When it was launched on May 5th, InSight was accompanied by two suitcase-sized CubeSats called “MarCos” that were engineered to relay real-time information back to Earth regarding the spacecraft’s status as it approached the Red Planet.
However, even at the speed of light, signals take several minutes to travel between Mars and Earth. With Insight’s ultimate time from entering the atmosphere and landing on Mars only being about a nerve-wracking 6.5 minutes, instantaneous communication to control or even monitor the final moments of the journey is impossible.
Therefore, InSight’s entire landing sequence, from entry at over 12,000 miles per hour, to the eventual soft landing, aided by a heat shield, supersonic parachute, and retro-rockets, had to be programmed well in advance. As the most vital part of the voyage ensued on the 26th, scientists could only wait for the MarCos’ signal that InSight had landed and been deployed as planned; a feat only 40% of Mars missions have accomplished.
With InSight safely on the ground in a flat region slightly north of the equator known as Elysium Planitia and images of the craft’s surroundings arriving, the most stressful part of the mission is complete. Now, InSight’s team can begin to focus on the lander’s unique task of testing the Martian interior to help uncover the mystery of the planet’s formation.
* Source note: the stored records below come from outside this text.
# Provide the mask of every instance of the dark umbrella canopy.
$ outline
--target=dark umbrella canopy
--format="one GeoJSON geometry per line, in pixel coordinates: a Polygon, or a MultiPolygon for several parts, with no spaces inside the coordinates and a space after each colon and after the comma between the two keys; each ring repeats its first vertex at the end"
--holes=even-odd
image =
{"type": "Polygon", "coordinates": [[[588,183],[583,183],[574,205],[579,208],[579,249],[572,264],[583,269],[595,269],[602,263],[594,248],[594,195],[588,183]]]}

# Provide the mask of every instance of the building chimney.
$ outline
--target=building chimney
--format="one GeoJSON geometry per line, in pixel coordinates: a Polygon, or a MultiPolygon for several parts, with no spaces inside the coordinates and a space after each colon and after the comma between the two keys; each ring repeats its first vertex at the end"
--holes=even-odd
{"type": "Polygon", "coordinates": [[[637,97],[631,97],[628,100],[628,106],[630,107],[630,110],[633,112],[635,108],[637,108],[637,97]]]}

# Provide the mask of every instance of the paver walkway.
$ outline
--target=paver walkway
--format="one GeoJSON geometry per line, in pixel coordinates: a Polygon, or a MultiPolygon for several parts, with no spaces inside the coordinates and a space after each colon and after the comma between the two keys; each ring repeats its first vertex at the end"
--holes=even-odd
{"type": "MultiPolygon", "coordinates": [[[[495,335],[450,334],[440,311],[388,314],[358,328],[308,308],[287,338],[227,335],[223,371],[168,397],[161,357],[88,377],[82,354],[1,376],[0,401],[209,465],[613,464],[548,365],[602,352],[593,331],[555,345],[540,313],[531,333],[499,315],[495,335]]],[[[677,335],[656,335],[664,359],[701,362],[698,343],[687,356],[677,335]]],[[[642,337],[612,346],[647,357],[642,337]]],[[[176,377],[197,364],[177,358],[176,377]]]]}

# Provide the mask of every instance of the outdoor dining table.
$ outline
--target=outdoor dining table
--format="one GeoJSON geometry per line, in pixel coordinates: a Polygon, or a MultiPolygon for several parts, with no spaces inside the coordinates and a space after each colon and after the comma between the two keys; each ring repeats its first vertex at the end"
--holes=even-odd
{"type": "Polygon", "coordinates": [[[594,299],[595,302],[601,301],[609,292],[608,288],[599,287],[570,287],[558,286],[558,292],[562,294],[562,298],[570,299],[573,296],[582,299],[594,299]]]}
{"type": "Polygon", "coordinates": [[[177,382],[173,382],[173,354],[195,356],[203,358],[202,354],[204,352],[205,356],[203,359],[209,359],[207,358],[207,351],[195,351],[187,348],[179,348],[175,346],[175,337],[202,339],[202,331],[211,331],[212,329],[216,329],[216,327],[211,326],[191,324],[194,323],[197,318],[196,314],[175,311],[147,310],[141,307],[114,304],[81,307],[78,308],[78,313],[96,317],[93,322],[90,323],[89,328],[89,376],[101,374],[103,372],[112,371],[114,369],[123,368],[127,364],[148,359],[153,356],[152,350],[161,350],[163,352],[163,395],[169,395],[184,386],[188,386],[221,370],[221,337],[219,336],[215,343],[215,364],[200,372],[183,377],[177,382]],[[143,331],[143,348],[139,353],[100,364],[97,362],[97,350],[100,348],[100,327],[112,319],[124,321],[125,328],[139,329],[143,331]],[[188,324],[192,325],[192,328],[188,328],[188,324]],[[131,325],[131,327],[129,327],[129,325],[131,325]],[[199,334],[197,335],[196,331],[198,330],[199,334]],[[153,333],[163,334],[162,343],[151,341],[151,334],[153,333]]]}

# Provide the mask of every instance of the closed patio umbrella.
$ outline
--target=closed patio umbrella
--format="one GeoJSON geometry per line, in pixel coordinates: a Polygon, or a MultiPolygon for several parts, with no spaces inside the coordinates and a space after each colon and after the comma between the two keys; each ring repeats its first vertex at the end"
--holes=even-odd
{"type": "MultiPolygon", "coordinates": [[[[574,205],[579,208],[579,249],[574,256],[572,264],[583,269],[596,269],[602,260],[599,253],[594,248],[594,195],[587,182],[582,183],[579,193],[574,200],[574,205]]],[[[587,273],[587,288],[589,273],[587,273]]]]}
InSight principle investigator Bruce Banerdt of JPL said to NASA, “Landing was thrilling, but I’m looking forward to the drilling… our engineering and science teams will hit the ground running, beginning to plan where to deploy our science instruments.”
Within the next few months, the main scientific instruments of the mission, the Seismic Experiment for Interior Structures (SEIS) and Heat Flow and Physical Properties Package (HP3), will be deployed. These tools will grant us new and perhaps surprising insight into the structure of Mars, and clues as to how the rocky planets, including our own, formed and evolved.
NASA explained the overarching goal of the mission. “InSight will address a fundamental issue of solar system science, not just specific questions about a single planet. By studying Mars, InSight would illuminate the earliest evolution of rocky planets, including Earth.”
Additionally, with bolstered optimism for future missions, NASA claims that we are one step closer to putting humans on Mars in the 2030’s.
The famous “seven minutes of terror” culminated in relief with the MarCos working flawlessly and InSight touching down as planned, and as senior Dan Pitagora said, “The InSight mission is a landmark success… [It] unlocked many doors [for discovery].”